Arrêtons-nous quelques instants sur le mythe de Prométhée, et contentons nous ici de reprendre ce qu’en dit Paul Mazon (Hésiode. Théogonie – Les travaux et les jours – Le bouclier, Paris, Les Belles Lettres, 1982, coll. Universités de France, notice sur La Théogonie, page 72) : Le mythe de Prométhée vient à l’appui du précepte relatif au travail. Le travail seul doit assurer la vie de l’homme. Zeus l’a voulu ainsi, et à la loi de Zeus nul ne peut se dérober : l’exemple de Prométhée est là pour le prouver. Prométhée a voulu soustraire les hommes à la volonté de Zeus : il les a conduits au malheur. Il a provoqué Zeus qui, pour se venger, a créé Pandore ; et Épiméthée, en accueillant Pandore, a, sans le savoir, accompli la volonté de Zeus.
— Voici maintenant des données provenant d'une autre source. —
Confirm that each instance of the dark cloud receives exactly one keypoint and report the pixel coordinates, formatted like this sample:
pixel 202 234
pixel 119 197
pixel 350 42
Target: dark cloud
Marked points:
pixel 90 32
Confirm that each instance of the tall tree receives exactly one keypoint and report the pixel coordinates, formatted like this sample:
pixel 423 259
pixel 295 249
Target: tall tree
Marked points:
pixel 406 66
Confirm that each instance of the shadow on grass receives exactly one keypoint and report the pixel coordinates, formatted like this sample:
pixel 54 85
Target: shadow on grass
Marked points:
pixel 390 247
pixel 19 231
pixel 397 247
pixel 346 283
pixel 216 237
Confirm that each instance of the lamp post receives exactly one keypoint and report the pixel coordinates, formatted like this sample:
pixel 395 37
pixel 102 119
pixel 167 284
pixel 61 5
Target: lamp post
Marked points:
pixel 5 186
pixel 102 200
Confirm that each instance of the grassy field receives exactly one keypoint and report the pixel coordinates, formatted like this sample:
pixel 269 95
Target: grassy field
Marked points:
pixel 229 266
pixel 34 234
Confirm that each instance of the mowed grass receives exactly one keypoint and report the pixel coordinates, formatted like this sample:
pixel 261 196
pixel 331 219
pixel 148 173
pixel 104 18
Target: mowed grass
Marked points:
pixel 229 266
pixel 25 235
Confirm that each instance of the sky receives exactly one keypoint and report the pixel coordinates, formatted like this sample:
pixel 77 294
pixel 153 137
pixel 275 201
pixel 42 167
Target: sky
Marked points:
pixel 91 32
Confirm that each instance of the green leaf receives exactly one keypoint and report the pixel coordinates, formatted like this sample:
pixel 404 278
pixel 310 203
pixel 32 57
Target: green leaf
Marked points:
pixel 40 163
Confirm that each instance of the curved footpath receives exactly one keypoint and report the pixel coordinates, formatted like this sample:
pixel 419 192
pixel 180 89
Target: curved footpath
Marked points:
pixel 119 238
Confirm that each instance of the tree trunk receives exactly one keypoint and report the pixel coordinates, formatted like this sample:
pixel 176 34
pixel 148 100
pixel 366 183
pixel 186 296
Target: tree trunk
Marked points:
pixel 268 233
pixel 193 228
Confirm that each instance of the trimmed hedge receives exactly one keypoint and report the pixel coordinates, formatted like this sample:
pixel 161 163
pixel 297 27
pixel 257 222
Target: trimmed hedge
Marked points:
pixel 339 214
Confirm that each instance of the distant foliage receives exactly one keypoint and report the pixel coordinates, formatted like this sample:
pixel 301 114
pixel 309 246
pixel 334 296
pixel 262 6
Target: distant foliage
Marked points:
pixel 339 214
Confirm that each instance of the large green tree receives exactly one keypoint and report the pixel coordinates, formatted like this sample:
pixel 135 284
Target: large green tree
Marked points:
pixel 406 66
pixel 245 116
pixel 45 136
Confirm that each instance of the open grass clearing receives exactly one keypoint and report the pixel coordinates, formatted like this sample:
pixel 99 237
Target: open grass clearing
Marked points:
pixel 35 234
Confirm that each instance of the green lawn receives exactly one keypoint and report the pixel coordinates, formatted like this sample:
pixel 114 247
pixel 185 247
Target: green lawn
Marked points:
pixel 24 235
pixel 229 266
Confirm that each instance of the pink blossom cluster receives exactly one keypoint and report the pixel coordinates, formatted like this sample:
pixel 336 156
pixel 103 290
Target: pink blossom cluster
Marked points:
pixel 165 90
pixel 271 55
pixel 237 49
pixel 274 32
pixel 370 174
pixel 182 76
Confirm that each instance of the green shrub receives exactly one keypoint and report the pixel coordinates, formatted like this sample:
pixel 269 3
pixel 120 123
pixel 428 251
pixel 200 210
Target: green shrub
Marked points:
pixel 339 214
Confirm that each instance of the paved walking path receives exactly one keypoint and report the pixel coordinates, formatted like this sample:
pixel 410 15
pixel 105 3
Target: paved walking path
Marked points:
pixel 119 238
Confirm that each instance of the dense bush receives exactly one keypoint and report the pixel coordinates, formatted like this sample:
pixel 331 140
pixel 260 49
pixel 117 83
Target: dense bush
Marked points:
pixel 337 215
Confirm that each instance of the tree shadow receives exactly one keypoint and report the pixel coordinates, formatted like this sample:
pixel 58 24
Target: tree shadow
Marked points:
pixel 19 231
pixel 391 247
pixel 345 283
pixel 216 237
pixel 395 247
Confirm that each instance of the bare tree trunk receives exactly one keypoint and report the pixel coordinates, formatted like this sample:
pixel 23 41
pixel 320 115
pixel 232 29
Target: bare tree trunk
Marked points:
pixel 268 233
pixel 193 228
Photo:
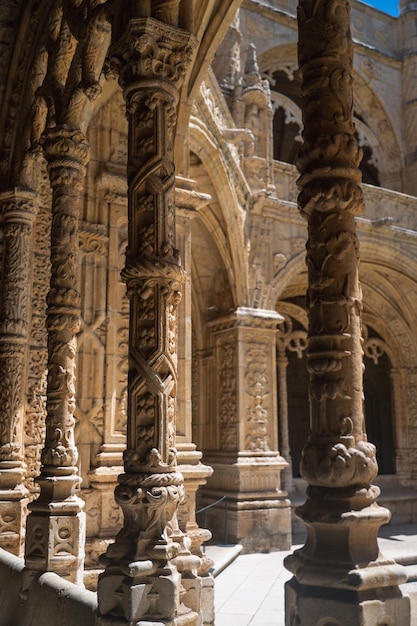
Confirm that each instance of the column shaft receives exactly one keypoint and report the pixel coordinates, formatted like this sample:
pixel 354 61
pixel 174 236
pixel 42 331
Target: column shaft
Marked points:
pixel 150 552
pixel 338 463
pixel 56 526
pixel 19 208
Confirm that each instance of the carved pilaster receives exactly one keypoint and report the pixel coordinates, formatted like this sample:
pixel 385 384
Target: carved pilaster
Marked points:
pixel 150 554
pixel 338 463
pixel 247 464
pixel 18 211
pixel 188 202
pixel 56 526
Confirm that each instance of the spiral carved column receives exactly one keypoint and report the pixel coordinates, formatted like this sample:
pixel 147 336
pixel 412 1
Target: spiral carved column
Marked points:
pixel 340 563
pixel 150 554
pixel 56 526
pixel 19 208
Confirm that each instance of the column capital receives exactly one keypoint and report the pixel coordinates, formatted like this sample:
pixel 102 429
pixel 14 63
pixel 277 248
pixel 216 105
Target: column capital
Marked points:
pixel 188 201
pixel 247 316
pixel 19 205
pixel 65 147
pixel 151 50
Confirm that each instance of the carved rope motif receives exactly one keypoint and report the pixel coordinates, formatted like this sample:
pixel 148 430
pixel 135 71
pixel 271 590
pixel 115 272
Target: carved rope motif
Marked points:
pixel 66 152
pixel 337 453
pixel 150 60
pixel 19 213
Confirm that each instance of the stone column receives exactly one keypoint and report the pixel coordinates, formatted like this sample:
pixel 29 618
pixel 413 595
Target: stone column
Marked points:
pixel 188 202
pixel 18 209
pixel 142 580
pixel 339 575
pixel 56 526
pixel 282 364
pixel 407 22
pixel 247 465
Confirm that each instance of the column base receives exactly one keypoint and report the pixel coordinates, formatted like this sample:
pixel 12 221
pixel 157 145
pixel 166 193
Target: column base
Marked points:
pixel 55 538
pixel 340 576
pixel 310 606
pixel 13 510
pixel 188 619
pixel 146 600
pixel 255 512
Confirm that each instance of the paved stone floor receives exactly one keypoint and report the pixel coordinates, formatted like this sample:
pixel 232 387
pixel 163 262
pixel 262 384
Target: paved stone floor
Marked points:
pixel 250 590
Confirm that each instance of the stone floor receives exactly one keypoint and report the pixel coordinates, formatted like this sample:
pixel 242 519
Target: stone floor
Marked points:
pixel 250 588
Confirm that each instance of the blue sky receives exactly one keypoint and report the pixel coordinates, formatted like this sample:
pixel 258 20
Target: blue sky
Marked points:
pixel 389 6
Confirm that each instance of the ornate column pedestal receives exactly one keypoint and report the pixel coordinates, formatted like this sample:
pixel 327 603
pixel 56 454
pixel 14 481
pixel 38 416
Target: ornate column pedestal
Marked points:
pixel 55 532
pixel 147 565
pixel 195 473
pixel 246 463
pixel 18 211
pixel 339 575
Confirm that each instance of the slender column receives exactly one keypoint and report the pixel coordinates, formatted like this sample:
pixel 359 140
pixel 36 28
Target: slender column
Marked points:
pixel 142 580
pixel 19 208
pixel 56 526
pixel 339 575
pixel 188 202
pixel 247 464
pixel 282 364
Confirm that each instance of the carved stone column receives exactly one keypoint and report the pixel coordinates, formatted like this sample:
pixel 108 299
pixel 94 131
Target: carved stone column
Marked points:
pixel 188 202
pixel 18 210
pixel 142 580
pixel 56 526
pixel 247 465
pixel 407 21
pixel 339 575
pixel 282 364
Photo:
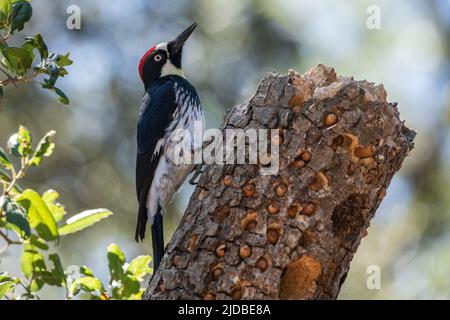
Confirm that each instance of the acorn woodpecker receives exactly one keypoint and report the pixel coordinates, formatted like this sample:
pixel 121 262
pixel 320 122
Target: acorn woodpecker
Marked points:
pixel 169 103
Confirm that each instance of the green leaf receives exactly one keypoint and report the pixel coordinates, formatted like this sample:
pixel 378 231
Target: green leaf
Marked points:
pixel 83 220
pixel 62 96
pixel 4 159
pixel 43 149
pixel 63 60
pixel 15 216
pixel 130 286
pixel 56 276
pixel 53 71
pixel 4 176
pixel 19 144
pixel 116 260
pixel 37 42
pixel 39 215
pixel 140 267
pixel 37 242
pixel 21 13
pixel 17 59
pixel 5 287
pixel 86 271
pixel 32 261
pixel 13 145
pixel 88 284
pixel 5 7
pixel 58 211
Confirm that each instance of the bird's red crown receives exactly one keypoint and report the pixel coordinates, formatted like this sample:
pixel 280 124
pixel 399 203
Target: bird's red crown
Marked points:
pixel 141 63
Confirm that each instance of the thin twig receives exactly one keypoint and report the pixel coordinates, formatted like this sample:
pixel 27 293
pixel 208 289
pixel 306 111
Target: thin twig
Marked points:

Pandore a répandu les maux par le monde et installé l’Espérance parmi les mortels. De ce jour les hommes travaillent et peinent, jouets d’une illusion qui leur ravit la vue du destin qui les attend tous : les souffrances et la mort. Celles-ci viennent à lui « en silence » et le surprennent toujours. Jamais l’homme n’échappera à ce piège que lui ont tendu les dieux : « Il n’est nul moyen d’échapper aux desseins de Zeus » (42-105)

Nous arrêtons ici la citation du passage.